Ieri, quando si è saputo delle minacce a Dadò, ci saremmo aspettati una reazione di condanna corale e tempestiva. Al di là degli steccati ideologici
Sono tempi cupi per le istituzioni ticinesi, fra incidenti stradali da chiarire, funzionari incaricati di garantire la sicurezza e il rispetto della legge indagati, presunte frodi elettorali. E temi che dal contenzioso politico approdano (troppo) spesso, di ricorso in ricorso, a quello giudiziario. Come se alla magistratura spettasse il compito di risolvere ogni conflitto. Eppure non deve essere solo il codice penale a dettare le regole della convivenza civile. Occorre pure avere quel senso dello Stato che eviterebbe l’ormai frequente intervento di procure e tribunali. Occorre pure saper distinguere tra comportamenti opportuni e comportamenti non opportuni. Senz’altro inopportuno è il silenzio che accompagna gesti che non possono essere in alcun modo tollerati. Un mutismo preoccupante, che rende questi tempi ancor più cupi.

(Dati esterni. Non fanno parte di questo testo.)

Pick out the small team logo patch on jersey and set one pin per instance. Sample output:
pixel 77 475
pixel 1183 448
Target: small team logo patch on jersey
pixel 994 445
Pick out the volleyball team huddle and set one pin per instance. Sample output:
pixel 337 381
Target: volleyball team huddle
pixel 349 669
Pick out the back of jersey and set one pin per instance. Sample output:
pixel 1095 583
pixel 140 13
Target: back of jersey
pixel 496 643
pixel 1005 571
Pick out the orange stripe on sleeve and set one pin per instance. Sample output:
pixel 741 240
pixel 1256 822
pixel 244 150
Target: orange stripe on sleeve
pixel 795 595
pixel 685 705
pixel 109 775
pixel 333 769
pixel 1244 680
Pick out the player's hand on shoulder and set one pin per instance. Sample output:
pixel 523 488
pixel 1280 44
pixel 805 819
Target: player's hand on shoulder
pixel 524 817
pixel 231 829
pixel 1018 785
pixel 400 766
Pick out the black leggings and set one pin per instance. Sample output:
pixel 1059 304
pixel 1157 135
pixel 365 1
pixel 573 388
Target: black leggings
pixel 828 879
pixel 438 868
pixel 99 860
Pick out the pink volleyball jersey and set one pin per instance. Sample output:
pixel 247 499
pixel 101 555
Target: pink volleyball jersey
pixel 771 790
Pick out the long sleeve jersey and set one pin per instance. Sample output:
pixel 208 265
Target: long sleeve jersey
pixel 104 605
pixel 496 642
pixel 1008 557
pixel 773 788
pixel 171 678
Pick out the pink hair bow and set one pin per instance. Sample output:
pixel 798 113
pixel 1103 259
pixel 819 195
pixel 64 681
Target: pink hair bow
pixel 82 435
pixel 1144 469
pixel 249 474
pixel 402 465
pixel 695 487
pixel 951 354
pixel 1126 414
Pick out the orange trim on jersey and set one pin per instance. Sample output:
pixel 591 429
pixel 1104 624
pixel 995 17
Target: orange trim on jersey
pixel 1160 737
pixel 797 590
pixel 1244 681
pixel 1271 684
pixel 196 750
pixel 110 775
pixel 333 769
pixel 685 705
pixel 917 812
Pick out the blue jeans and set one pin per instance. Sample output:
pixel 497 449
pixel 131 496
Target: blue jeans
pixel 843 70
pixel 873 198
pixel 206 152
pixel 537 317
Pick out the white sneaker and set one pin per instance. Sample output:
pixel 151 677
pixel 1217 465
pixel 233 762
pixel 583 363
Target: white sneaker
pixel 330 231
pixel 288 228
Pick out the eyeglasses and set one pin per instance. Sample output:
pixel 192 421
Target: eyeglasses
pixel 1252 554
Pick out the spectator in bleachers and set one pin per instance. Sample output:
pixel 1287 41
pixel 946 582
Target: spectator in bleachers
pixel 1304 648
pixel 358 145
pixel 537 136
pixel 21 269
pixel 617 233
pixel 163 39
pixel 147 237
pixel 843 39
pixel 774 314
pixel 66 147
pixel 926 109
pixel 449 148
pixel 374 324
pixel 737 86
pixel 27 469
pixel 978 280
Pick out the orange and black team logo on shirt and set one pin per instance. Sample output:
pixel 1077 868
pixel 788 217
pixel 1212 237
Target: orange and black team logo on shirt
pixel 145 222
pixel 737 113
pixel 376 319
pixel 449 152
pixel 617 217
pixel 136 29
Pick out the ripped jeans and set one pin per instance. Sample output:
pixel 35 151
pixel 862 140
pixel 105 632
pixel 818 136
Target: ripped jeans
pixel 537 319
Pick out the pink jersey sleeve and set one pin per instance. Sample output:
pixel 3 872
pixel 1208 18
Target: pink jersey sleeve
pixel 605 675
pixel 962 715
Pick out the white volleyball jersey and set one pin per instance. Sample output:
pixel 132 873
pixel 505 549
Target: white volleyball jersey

Ci riferiamo al silenzio dei partiti in generale e in particolare al silenzio dei vertici del Gran Consiglio e del Consiglio di Stato: né i primi né parlamento e governo hanno avvertito – spontaneamente e ufficialmente – la necessità di condannare l’atto intimidatorio anonimo (proiettile e scritto minatorio) di cui è stato vittima un deputato e presidente di un partito, in questo caso il Centro, e di esprimere solidarietà nei confronti della persona Fiorenzo Dadò. Qualche parlamentare lo ha fatto, via social. Le eccezioni, lodevoli, non sono mancate. Ieri però, quando si è appreso del grave episodio, ci saremmo aspettati una reazione corale e tempestiva. A prescindere dagli steccati ideologici, al di là delle divisioni politiche.
Ci sono fatti che vanno stigmatizzati senza se e senza ma (e senza essere sollecitati dai media). Per scongiurare derive pericolose in un periodo istituzionalmente già piuttosto difficile.